Dieser Backlash geht aber nicht nur von weißen Männern aus. Bei meiner Familie in Indien sehe ich das ganz krass. In Südkorea ist der antifeministische Backlash politisch und digital extrem.
Auch da merkt man, wie es neue Zusammenschlüsse gibt. Andrew Tate ist beispielsweise zum Islam konvertiert, beziehungsweise zu seiner rassistischen Vorstellung davon. Er sagt: Die Probleme, die der Westen hat – „islam will fix it“. Der Islam wird es richten, wenn deine Frau dir nicht gehorcht.
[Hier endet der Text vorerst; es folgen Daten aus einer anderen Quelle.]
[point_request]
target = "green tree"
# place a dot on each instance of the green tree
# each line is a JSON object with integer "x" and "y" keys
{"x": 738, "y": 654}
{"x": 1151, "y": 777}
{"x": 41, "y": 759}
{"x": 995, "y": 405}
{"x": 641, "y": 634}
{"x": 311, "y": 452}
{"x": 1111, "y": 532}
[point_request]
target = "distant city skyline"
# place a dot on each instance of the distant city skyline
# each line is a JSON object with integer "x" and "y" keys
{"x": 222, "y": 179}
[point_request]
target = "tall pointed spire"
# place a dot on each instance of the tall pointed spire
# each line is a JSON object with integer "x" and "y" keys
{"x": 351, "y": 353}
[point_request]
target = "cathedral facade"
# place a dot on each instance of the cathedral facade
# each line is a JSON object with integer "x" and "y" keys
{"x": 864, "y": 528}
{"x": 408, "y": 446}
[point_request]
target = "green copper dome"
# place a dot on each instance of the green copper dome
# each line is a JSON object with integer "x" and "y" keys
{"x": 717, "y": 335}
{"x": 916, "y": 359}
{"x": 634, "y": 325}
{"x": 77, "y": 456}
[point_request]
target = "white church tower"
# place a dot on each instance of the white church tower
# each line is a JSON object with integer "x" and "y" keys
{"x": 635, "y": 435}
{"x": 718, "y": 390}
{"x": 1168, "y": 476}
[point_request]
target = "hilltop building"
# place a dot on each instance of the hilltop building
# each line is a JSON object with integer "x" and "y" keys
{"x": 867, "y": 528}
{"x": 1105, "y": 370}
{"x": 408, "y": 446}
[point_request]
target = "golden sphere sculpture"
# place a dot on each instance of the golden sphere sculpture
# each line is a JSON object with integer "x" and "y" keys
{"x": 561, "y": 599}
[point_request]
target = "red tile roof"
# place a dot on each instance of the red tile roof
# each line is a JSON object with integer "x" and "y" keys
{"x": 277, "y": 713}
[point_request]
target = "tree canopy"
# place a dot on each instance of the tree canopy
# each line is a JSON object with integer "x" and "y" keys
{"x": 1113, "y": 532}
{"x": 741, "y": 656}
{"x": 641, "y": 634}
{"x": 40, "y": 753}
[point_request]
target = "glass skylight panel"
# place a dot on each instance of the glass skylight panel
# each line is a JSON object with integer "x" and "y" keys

Diese Verherrlichung von islamistischem Dschihadismus finden wir schon bei Anders Breivik, dem Oslo-Attentäter von 2011. Der ist rechtsradikal, aber der verherrlicht auch den Dschihadismus.
Aber das ist doch total irre.
Ist es, aber es hat eine Systematik: Der Feind, der hier alles einnehmen will, wird gleichzeitig für seine Alpha-Männlichkeit bewundert. Bei Breivik gibt es Pläne, wie sich weiße Alpha-Männer und Islamisten die Welt aufteilen können. Dass Ideen adaptiert werden, sehen wir zum Beispiel in der „White Sharia“, derzufolge weiße Männer einfach weiße Frauen vergewaltigen müssen, damit wieder weißer Nachwuchs gezeugt wird.
Gegen welche Frauen richtet sich dieser männliche Hass online?
Also potenziell alle Frauen. Jede zweite Frau will ihre politische Meinung online nicht mehr kundtun, was dramatische Folgen für unsere Gesellschaft oder Öffentlichkeit hat. Den meisten Hass bekommen Frauen ab, die nicht dem männlichen Ideal entsprechen: Ricarda Lang zum Beispiel, die hat nicht Politikerin zu sein, sondern die hat schlank und schön zu Hause zu sein.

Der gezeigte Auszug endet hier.